El sábado, el presidente de Estados Unidos, Donald Trump, insistió en que se habían acordado los “perímetros de un acuerdo” para detener los ataques y reabrir inmediatamente el estrecho, después de que Irán y otros países de la región instaran a la Casa Blanca a “evitar cualquier ataque”. Los medios iraníes rechazaron rápidamente esas afirmaciones, y dijeron en cambio que Trump había dado marcha atrás.
Mientras Teherán y Washington emiten mensajes contradictorios, el estatus del estrecho sigue siendo el eje del conflicto. Este estrecho paso marítimo entre Irán y Omán constituye la principal ruta para el transporte de crudo desde países ricos en petróleo como Arabia Saudita, Iraq y Kuwait hacia el resto del mundo.

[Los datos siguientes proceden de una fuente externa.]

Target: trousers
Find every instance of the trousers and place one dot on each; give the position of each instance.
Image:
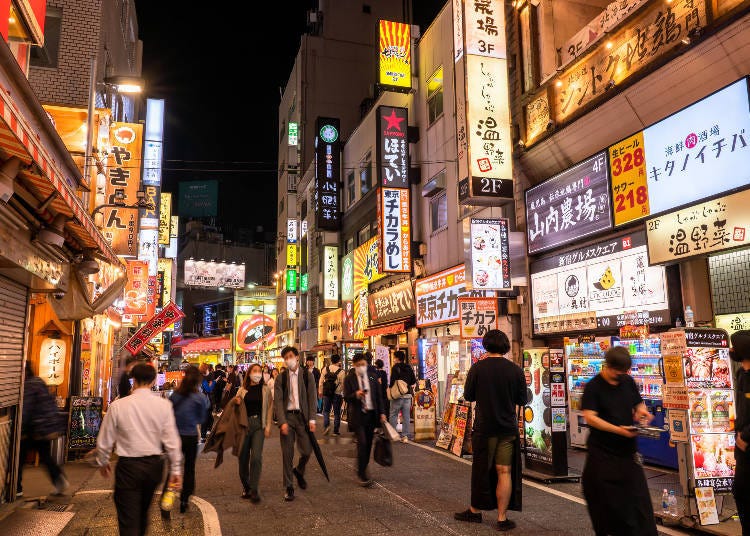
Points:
(136, 480)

Irán controla la parte norte del estrecho. Según la Administración de Información Energética de Estados Unidos (EIA, por sus siglas en inglés), unos 20 millones de barriles de petróleo, aproximadamente una quinta parte de la producción mundial diaria, solían transitar por el estrecho cada día. La EIA considera este canal un “punto crítico para el transporte de petróleo”. Según la EIA, “existen muy pocas alternativas para extraer el petróleo del estrecho si se cierra”.

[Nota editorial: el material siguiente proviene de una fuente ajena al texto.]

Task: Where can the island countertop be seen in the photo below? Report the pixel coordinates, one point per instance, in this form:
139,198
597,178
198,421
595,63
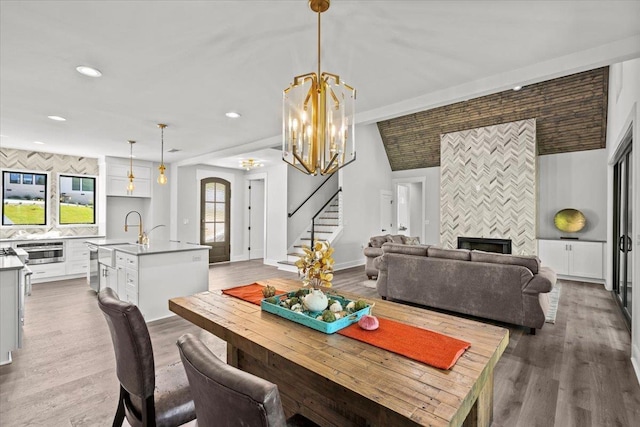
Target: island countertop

El estrecho también transporta aproximadamente una quinta parte del comercio mundial de gas natural licuado.
Los analistas energéticos han advertido que es probable que los precios del petróleo y del gas natural se mantengan elevados hasta que el estrecho sea transitable, incluso mientras Arabia Saudita y Emiratos Árabes Unidos buscan expandir otras rutas para llevar su crudo al mercado.
El anuncio de Trump sobre Irán plantea un nuevo desafío para Netanyahu
Al anunciar que cancelaba los ataques contra Irán, el presidente de Estados Unidos, Donald Trump, dijo: “Israel se une a mí en este compromiso”.

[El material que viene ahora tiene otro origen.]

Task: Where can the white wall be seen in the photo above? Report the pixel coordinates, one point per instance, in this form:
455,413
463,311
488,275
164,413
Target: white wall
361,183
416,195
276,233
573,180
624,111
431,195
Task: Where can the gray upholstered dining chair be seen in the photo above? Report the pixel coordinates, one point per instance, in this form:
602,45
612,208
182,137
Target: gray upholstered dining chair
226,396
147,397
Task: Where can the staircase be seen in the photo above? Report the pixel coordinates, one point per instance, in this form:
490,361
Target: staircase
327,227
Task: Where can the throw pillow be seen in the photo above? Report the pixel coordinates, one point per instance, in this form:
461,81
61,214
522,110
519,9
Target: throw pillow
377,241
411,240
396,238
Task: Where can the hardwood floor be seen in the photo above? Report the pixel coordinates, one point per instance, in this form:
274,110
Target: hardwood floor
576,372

Sin embargo, el primer ministro de Israel, Benjamin Netanyahu, aún no ha hecho comentarios, y eso probablemente no sea sorprendente.
Netanyahu estuvo en el Despacho Oval tan recientemente como el martes y podría haber esperado haber convencido al voluble presidente estadounidense de los argumentos de Israel tanto sobre Irán como sobre Gaza. Pero el inicio de la semana laboral en Israel encuentra a su líder enfrentando reveses en ambas áreas.
Netanyahu está desesperado por que Estados Unidos reanude su campaña militar contra Irán de manera decidida.
Convencer a Washington de lanzar una guerra importante fue un triunfo para el líder israelí. Pero, desde la perspectiva de Netanyahu, y la de gran parte del público israelí, terminó prematuramente.
A Israel le preocupan menos los precios de la energía y la libertad de las compañías navieras para transportar petróleo desde el golfo Pérsico. En Israel, lo que importa es el programa nuclear de Irán y el régimen que lo respalda.
Ambos parecen estar seguros, y eso hace que Netanyahu sea vulnerable a medida que el país se encamina a unas elecciones generales en menos de tres meses.
En cuanto a Gaza, la oficina de Netanyahu ya estaba señalando preocupaciones antes de la declaración del jueves por la noche de Trump, en la que dijo que Hamas había aceptado desarmarse, en lo que el mandatario estadounidense calificó como un “paso monumental hacia una paz y seguridad duraderas”.
Israel considera que Washington tiene demasiada prisa por lograr una victoria y está demasiado dispuesto a llegar a acuerdos con Hamas para ese fin. Netanyahu no quiere restricciones sobre la libertad de Israel para actuar en Gaza y, en este aspecto, la opinión pública israelí lo respalda en gran medida.
Netanyahu buscará retrasar, o incluso frustrar si puede, cualquier esfuerzo liderado por Estados Unidos para detener los ataques en Gaza o realizar retiradas significativas, incluso si esos retiros son hacia posiciones aún dentro del enclave.